There’s not much that can be said about London property that hasn’t been said again and again and again over the last few years. It’s a safe haven, the pound is favourable against most currencies right now, it’s a clearly defined, transparent industry in a cultural, political and financial capital, educational institutions are among the best in the world and rental yields as well as capital appreciation equally strong. There’s not much there that can be beat.
London is also an island. Prime central London prices — and admittedly demand for property — and those of other parts of the United Kingdom sit on opposite sides of a great divide. On average and across the board, UK prices are down 9 percent from 2007, while London prices are 5 percent above their peak that same year. “For prices in the capital to be 5 percent above their 2007 peak is nothing short of incredible. The London property market is an extraordinary microcosm. It has effectively broken free of the rest of the UK and is operating in its own stratosphere,” property agency Garrington’s Jonathan Hopper told the BBC in June.
Foreign demand is fuelling London’s price gains, and currently 50 percent of London real estate — particularly in high demand areas such as Chelsea, Westminster, Fulham and Hammersmith — is in the hands of overseas owners. Despite teetering on what many believe is another recession, London remains relatively insulated from a major dip in its market and the data seems to back that up. Statistics from Global Property Guide have average home prices in the Northwest (which includes Liverpool) off nearly 5 percent between 2011 and 2012. East and West Midlands (Nottingham and Birmingham) were both down 4.9 percent, Wales was off 5.6 percent, and Northern Ireland was down over 7 percent. Even Greater London suffered, losing an average of 4.2 percent. It doesn’t help that lending in the UK is relatively strict these days, which sends developers overseas seeking investors. Investors see all that is good in London and snap up flats in new builds and regeneration projects alike. Rinse and repeat.
“London’s internationalisation and population growth applies to all classes in central and outer London but overseas investment and second home buying particularly affects prime markets, central areas and new homes,” admitted Savills in its 2013 The World in London report. “These markets are highly visible and widely commented on as well as showing the highest house price growth early in the property cycle. This has prompted many press reports to suggest that London’s housing markets are being overrun by the globe’s super-rich.” And that London has no Londoners. And so on with the negative spin.
Out of Reach?
Not so argues Savills, and Global Property Guide would seem to agree, noting that average home prices in Greater London right now are sitting at approximately ￡270,000 — or HK$3.2 million. It doesn’t take a research committee to point out purchasers are likely to get a great deal more value (or at least space) for the same money in London than they would in Hong Kong. London’s fundamentals make it a decent mid-range investment as well.

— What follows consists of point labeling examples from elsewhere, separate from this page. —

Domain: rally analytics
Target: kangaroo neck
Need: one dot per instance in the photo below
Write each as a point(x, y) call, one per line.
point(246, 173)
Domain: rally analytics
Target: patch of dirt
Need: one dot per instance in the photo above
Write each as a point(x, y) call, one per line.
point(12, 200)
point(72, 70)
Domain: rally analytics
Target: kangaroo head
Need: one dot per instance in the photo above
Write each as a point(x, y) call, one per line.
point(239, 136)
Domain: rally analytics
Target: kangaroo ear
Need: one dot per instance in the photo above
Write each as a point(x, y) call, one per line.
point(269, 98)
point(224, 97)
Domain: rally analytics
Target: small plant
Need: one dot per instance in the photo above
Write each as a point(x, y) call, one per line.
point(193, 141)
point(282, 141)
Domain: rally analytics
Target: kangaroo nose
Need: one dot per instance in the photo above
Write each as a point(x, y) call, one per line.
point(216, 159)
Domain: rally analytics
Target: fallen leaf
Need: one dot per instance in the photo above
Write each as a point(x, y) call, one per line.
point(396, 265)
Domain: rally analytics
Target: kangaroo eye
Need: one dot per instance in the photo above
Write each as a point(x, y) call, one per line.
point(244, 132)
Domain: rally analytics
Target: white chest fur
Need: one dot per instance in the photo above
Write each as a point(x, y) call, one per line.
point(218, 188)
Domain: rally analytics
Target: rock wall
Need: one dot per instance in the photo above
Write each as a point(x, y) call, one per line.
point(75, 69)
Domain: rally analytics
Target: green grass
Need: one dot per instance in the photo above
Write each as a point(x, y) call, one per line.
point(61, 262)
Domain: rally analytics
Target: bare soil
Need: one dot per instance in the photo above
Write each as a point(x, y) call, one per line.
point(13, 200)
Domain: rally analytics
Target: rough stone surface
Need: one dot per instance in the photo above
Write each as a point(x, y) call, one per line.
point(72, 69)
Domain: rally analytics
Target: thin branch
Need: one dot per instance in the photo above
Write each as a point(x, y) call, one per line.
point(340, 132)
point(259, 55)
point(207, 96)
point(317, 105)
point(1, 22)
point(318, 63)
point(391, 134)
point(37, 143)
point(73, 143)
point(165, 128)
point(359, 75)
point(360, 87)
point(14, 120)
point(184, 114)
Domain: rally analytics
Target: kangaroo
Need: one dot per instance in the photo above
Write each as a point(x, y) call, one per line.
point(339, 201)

Immigration into London is expected to grow in the city by one million over the next decade. Contrary to popular belief, or panic, overseas purchasers don’t exceed the numbers they did in the 1980s and ’90s, but the area considered “central” London has spread. UK buyers are decreasing due to a number of factors that include falling incomes and recession in addition to tough financing, and so overseas buyers are simply picking up the slack. London’s rental market is robust.

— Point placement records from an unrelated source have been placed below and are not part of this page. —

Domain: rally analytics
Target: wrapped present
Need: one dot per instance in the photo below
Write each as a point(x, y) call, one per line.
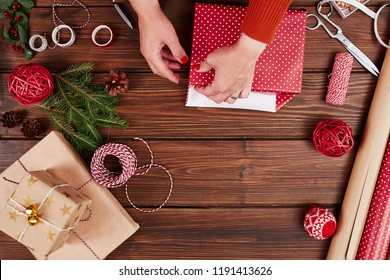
point(42, 212)
point(109, 225)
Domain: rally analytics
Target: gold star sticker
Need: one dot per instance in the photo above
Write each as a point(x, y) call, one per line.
point(28, 201)
point(50, 235)
point(49, 201)
point(31, 181)
point(13, 216)
point(65, 210)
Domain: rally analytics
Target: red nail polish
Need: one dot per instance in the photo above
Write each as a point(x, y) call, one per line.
point(184, 60)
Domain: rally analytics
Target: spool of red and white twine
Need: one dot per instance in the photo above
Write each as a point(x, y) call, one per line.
point(128, 162)
point(339, 79)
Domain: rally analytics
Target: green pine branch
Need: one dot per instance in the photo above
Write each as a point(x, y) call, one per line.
point(77, 109)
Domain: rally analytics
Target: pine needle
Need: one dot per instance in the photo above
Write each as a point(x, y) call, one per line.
point(77, 109)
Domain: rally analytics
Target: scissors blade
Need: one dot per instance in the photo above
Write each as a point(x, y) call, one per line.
point(360, 56)
point(123, 16)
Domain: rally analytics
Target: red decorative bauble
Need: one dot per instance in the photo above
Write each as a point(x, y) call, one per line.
point(30, 83)
point(319, 223)
point(333, 138)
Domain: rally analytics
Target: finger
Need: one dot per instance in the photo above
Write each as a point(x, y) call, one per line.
point(245, 93)
point(173, 65)
point(203, 67)
point(206, 90)
point(167, 55)
point(177, 51)
point(231, 99)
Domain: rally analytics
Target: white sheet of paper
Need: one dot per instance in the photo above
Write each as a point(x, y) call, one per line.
point(256, 101)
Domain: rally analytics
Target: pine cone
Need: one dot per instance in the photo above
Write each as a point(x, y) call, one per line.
point(11, 119)
point(32, 128)
point(116, 84)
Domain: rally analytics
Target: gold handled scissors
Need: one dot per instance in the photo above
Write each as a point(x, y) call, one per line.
point(358, 54)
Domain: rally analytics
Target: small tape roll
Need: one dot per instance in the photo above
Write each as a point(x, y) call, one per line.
point(55, 32)
point(32, 40)
point(96, 30)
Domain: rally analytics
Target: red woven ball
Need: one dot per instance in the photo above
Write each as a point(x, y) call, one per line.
point(30, 83)
point(333, 138)
point(319, 223)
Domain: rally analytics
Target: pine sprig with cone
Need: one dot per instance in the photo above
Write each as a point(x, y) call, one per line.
point(77, 109)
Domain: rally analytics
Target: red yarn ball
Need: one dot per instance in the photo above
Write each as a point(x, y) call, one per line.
point(319, 223)
point(30, 83)
point(333, 138)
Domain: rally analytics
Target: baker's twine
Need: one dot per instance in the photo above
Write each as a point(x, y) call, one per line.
point(128, 162)
point(339, 79)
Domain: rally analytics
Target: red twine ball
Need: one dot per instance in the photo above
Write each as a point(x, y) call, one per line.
point(30, 83)
point(333, 138)
point(319, 223)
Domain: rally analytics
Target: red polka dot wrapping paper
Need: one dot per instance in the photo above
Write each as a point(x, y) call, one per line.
point(375, 241)
point(278, 73)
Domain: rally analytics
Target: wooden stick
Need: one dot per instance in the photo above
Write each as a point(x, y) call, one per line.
point(365, 171)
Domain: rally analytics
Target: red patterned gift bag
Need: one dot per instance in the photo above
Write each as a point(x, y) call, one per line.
point(278, 74)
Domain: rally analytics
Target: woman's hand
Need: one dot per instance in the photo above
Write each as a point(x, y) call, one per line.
point(159, 43)
point(234, 67)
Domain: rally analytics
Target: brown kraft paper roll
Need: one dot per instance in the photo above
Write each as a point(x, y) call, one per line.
point(365, 171)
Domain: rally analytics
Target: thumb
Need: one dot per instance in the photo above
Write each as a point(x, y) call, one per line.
point(178, 51)
point(203, 66)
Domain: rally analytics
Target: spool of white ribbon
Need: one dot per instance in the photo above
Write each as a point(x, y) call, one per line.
point(55, 39)
point(96, 30)
point(32, 40)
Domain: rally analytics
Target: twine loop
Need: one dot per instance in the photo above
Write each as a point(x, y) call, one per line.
point(339, 79)
point(128, 162)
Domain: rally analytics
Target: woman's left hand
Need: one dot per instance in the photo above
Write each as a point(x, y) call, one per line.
point(234, 67)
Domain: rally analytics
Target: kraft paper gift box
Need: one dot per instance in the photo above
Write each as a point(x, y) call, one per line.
point(278, 73)
point(109, 225)
point(58, 207)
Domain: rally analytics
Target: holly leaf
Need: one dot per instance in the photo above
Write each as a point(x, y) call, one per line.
point(4, 4)
point(26, 3)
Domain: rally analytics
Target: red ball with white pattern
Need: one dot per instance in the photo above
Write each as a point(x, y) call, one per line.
point(319, 223)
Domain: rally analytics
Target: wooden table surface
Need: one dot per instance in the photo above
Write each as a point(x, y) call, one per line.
point(243, 179)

Resident foreign nationals are included in the overseas buyer category, though in real terms they are local end-users. “Thirty-five percent of all Londoners, not just those buying prime property, were born overseas. House purchase by international buyers has more to do with residency than anything else,” Savills points out. The majority of international buyers in London have business in the city, a fact that dovetails with London’s world city status.

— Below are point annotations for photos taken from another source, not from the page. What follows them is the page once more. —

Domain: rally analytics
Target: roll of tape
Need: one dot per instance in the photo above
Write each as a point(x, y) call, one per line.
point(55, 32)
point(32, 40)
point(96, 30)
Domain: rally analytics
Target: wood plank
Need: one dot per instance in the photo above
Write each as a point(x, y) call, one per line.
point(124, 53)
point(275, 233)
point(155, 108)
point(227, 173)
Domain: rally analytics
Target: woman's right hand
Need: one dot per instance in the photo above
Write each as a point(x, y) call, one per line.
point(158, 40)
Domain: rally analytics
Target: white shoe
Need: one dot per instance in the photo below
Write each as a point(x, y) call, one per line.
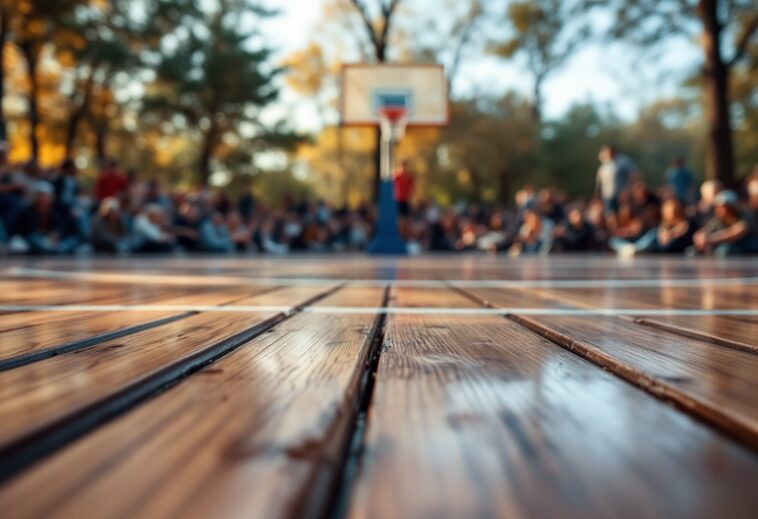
point(627, 251)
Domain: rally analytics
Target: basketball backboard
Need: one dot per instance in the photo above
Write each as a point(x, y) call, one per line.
point(420, 89)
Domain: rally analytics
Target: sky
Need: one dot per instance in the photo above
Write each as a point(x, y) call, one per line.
point(605, 74)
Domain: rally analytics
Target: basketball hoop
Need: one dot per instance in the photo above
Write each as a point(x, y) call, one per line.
point(393, 121)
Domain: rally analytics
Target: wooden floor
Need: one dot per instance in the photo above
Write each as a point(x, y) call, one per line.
point(357, 387)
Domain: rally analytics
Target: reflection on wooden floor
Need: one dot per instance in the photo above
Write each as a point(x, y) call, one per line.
point(450, 386)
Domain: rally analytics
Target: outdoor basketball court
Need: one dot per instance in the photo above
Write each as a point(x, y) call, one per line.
point(462, 386)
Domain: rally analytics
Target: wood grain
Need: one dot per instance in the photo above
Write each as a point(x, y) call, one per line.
point(250, 436)
point(36, 397)
point(23, 333)
point(479, 417)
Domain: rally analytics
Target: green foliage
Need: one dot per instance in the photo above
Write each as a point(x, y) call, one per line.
point(212, 80)
point(543, 35)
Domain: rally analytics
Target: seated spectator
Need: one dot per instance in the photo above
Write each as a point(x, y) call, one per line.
point(149, 232)
point(66, 185)
point(214, 234)
point(109, 232)
point(240, 234)
point(751, 186)
point(110, 182)
point(13, 186)
point(534, 236)
point(626, 224)
point(41, 229)
point(704, 210)
point(550, 207)
point(575, 234)
point(496, 238)
point(674, 234)
point(730, 231)
point(186, 227)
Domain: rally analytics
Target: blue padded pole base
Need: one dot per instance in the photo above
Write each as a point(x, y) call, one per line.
point(387, 238)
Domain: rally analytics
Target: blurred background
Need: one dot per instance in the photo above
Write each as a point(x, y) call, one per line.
point(244, 94)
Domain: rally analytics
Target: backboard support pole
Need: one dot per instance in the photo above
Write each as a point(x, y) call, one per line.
point(387, 239)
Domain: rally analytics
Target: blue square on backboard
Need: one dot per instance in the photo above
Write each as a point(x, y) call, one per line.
point(393, 97)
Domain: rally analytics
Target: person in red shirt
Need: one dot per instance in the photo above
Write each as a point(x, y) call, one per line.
point(110, 182)
point(404, 184)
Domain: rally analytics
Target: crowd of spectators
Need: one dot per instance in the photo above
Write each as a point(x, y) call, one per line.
point(51, 212)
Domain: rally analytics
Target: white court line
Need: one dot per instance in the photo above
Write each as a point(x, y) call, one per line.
point(209, 280)
point(341, 310)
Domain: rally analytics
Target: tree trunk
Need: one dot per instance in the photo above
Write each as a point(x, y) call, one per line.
point(381, 57)
point(30, 56)
point(77, 114)
point(377, 162)
point(206, 154)
point(720, 162)
point(101, 141)
point(4, 28)
point(537, 103)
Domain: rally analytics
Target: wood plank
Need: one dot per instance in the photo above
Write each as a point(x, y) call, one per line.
point(38, 399)
point(717, 384)
point(735, 333)
point(476, 416)
point(258, 433)
point(714, 383)
point(705, 297)
point(738, 333)
point(29, 334)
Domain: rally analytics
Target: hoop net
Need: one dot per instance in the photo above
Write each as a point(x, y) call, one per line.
point(394, 121)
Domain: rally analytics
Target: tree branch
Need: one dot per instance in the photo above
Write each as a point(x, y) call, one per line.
point(750, 29)
point(388, 11)
point(366, 19)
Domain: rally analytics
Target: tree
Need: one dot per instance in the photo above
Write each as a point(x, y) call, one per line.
point(35, 24)
point(5, 27)
point(214, 81)
point(717, 25)
point(543, 35)
point(110, 40)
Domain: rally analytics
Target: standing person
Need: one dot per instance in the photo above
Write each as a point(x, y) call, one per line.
point(110, 182)
point(13, 187)
point(66, 185)
point(681, 181)
point(674, 234)
point(404, 184)
point(614, 176)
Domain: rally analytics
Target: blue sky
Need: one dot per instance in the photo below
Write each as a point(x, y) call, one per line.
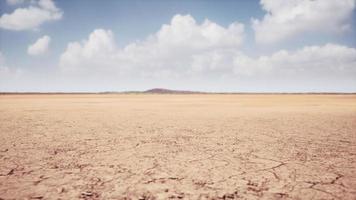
point(276, 46)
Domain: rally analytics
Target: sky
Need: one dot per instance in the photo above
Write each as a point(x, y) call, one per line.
point(200, 45)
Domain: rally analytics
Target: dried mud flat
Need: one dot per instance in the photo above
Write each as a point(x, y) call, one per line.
point(142, 146)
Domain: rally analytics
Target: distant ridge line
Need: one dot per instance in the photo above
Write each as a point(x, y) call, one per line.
point(169, 91)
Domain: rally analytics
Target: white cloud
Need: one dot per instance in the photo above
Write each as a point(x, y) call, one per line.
point(185, 51)
point(314, 61)
point(31, 17)
point(174, 45)
point(41, 46)
point(285, 19)
point(14, 2)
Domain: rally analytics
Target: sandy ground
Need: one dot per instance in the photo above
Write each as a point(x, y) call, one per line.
point(177, 146)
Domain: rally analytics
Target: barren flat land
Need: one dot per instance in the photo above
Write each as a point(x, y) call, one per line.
point(171, 146)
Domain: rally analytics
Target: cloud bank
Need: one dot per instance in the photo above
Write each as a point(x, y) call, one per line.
point(41, 46)
point(185, 48)
point(32, 17)
point(286, 19)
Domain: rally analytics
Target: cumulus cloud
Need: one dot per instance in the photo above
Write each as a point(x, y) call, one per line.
point(14, 2)
point(31, 17)
point(186, 50)
point(173, 46)
point(41, 46)
point(285, 19)
point(314, 61)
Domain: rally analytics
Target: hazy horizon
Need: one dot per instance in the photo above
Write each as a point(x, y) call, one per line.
point(207, 46)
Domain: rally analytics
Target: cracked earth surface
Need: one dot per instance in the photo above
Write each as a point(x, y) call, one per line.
point(177, 146)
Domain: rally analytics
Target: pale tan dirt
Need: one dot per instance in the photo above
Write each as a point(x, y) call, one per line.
point(177, 146)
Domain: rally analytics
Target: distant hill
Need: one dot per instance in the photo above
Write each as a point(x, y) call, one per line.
point(167, 91)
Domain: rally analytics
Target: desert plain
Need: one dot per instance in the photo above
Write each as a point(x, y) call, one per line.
point(177, 146)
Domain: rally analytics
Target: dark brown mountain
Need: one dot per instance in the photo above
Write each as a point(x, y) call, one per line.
point(168, 91)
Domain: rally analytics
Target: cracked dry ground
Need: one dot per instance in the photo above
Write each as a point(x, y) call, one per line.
point(177, 146)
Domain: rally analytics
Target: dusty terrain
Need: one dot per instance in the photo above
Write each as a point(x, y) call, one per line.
point(142, 146)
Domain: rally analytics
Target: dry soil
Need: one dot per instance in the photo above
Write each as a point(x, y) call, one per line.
point(145, 146)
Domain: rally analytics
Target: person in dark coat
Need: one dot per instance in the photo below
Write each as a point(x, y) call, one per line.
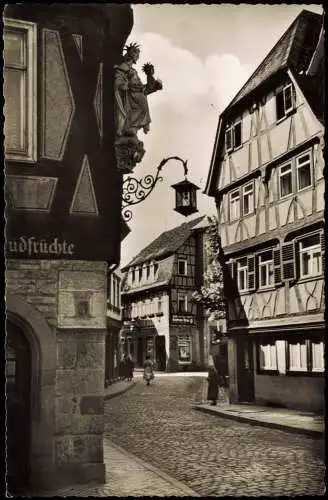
point(129, 366)
point(213, 385)
point(148, 370)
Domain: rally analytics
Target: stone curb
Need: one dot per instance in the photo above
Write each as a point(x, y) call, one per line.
point(251, 421)
point(122, 391)
point(155, 470)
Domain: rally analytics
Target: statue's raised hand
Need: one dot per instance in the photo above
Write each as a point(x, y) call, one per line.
point(148, 69)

Broken down by region, Western European and Scandinavian purchasers are the biggest investors in London and represent 13.6 percent of the market according to Savills’ research. But if Hong Kong and China are included with Asia-Pacific the region jumps into the lead with 13.8 percent and leaps to 17.2 if Southeast Asia is counted. Ironically, it is these foreign buyers that are underpinning a great deal of the city’s regeneration. With demand for housing so high, the city has had to get creative with its planning. Developers seek presales overseas — Asia being crucial to that — for funding projects. The end result is previously abandoned districts are finding new life and broadening the concept of what “prime” London is.
“Some of this new development and regeneration has only been possible in recent years because international buyers, many of them from Asia, have effectively funded new schemes by buying units offplan, in advance of completion,” finishes Savills. Which is hardly a vicious circle.